In a study conducted in the Netherlands among preclinical medical students, less than six hours of sleep per night was well correlated with burnout [103]. Though sleep adequacy was significantly associated with the burnout symptoms in univariate analysis, it failed to contribute to the best-fitted model. Similarly, married students felt significantly higher burnout than others during univariate analysis but failed to show its significance in the overall model. Though some studies reported significantly higher burnout among unmarried residents [92], we think the situation in our setting is different. Looking at our context, the families of married participants are expecting financial support from them. They may find it difficult to fulfill the emotional demands of their families in addition to their academic obligation causative to their experience of burnout.
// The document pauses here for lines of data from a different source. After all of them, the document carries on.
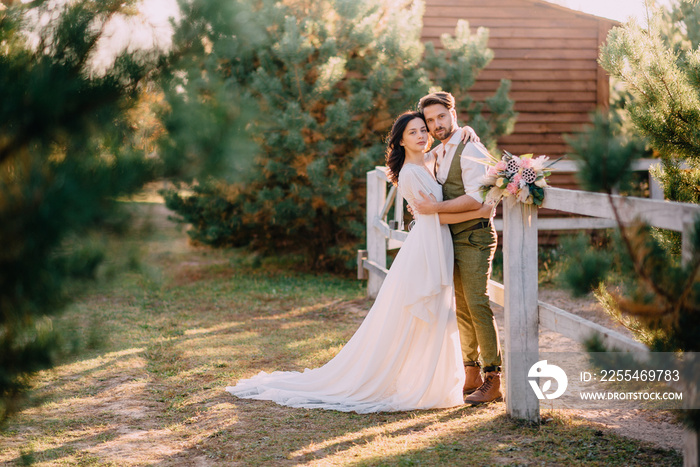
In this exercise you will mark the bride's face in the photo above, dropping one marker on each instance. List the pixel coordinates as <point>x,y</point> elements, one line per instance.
<point>415,136</point>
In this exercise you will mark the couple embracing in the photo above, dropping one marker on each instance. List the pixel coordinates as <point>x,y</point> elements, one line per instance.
<point>430,338</point>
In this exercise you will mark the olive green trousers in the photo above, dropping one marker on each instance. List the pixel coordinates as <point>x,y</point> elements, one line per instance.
<point>478,331</point>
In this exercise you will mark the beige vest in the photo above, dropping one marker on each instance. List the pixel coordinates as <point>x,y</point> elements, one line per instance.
<point>454,188</point>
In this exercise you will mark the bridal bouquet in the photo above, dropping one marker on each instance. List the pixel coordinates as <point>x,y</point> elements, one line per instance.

Some limitations of the study are acknowledged. Being a cross-sectional study, causal relationships between the associations could not be established. So, multicenter studies with longitudinal follow-up design are still required to elucidate the course of depression, anxiety, and burnout. The levels of the outcome variables might be high due to ongoing exams of medical students. The statistical power may have been reduced as some variables were dichotomized. The variables that might be related to depression such as personality characteristics [104], social support systems, and the ongoing conflict between career life and personal life were not analyzed. We have not sought the frequency of consumption of abusive substances. The choice of response and the degree of honesty in disclosing one’s problems might have been affected by the level of stigma in our setting. Similarly, we have not included information about specialty among residents. As the study was conducted in a single medical school, this may not be representative of the national outcomes of depression, anxiety, and burnout in medical students and residents. Since we have used screening tools in this study, confirmation of the findings of this study requires further clinical psychiatric diagnostic interview through the use of a structured psychiatric diagnostic instrument.


High prevalence of depression, anxiety, and burnout were seen among medical students and residents, with the predominant effect of high-grade academic-related stressors. The study will provide baseline data for future multicenter prospective studies. The researcher hopes that this will help the relevant authorities to effectively design strategies for mental well-being of future physicians. The strong correlation of TLRS with anxiety may be calling for more student-friendly curriculum. This can be achieved after a significant change in the present curriculum without undermining the objectives of medical learning.